When the Boreas backed away from the land to continue her voyage up the river, the Hawkinses were richer by twenty-four hours of experience in the contemplation of human suffering and in learning through honest hard work how to relieve it. And they were richer in another way also. In the early turmoil an hour after the explosion, a little black-eyed girl of five years, frightened and crying bitterly, was struggling through the throng in the Boreas' saloon calling her mother and father, but no one answered. Something in the face of Mr. Hawkins attracted her and she came and looked up at him; was satisfied, and took refuge with him. He petted her, listened to her troubles, and said he would find her friends for her. Then he put her in a state-room with his children and told them to be kind to her (the adults of his party were all busy with the wounded) and straightway began his search.

It was fruitless. But all day he and his wife made inquiries, and hoped against hope. All that they could learn was that the child and her parents came on board at New Orleans, where they had just arrived in a vessel from Cuba; that they looked like people from the Atlantic States; that the family name was Van Brunt and the child's name Laura. This was all. The parents had not been seen since the explosion. The child's manners were those of a little lady, and her clothes were daintier and finer than any Mrs. Hawkins had ever seen before.

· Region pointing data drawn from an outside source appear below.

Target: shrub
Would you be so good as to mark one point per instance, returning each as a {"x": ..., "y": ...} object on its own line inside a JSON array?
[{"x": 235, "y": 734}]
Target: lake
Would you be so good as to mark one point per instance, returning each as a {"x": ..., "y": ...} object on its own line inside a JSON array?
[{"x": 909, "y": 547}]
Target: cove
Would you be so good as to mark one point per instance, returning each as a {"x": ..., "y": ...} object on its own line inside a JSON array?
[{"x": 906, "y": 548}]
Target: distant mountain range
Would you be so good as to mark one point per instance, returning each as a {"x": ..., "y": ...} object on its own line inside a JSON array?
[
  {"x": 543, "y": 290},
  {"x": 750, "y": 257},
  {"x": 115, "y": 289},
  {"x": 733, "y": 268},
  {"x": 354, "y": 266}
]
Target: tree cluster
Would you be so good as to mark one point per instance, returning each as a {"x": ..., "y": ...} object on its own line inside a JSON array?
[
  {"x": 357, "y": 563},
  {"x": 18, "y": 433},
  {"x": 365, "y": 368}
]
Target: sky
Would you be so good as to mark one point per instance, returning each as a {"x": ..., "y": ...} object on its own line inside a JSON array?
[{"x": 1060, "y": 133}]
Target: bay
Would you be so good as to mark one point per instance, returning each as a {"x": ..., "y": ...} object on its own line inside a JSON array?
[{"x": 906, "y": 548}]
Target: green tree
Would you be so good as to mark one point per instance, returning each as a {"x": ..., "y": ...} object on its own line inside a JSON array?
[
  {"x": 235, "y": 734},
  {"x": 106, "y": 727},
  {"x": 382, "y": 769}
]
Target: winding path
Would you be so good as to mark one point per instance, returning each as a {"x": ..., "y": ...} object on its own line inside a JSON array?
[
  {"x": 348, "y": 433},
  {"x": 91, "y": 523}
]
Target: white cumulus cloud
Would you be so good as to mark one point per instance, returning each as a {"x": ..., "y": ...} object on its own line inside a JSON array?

As the hours dragged on the child lost heart, and cried so piteously for her mother that it seemed to the Hawkinses that the moanings and the wailings of the mutilated men and women in the saloon did not so strain at their heart-strings as the sufferings of this little desolate creature. They tried hard to comfort her; and in trying, learned to love her; they could not help it, seeing how she clung, to them and put her arms about their necks and found no solace but in their kind eyes and comforting words: There was a question in both their hearts—a question that rose up and asserted itself with more and more pertinacity as the hours wore on—but both hesitated to give it voice—both kept silence—and—waited. But a time came at last when the matter would bear delay no longer. The boat had landed, and the dead and the wounded were being conveyed to the shore. The tired child was asleep in the arms of Mrs. Hawkins. Mr. Hawkins came into their presence and stood without speaking. His eyes met his wife's; then both looked at the child—and as they looked it stirred in its sleep and nestled closer; an expression of contentment and peace settled upon its face that touched the mother-heart; and when the eyes of husband and wife met again, the question was asked and answered.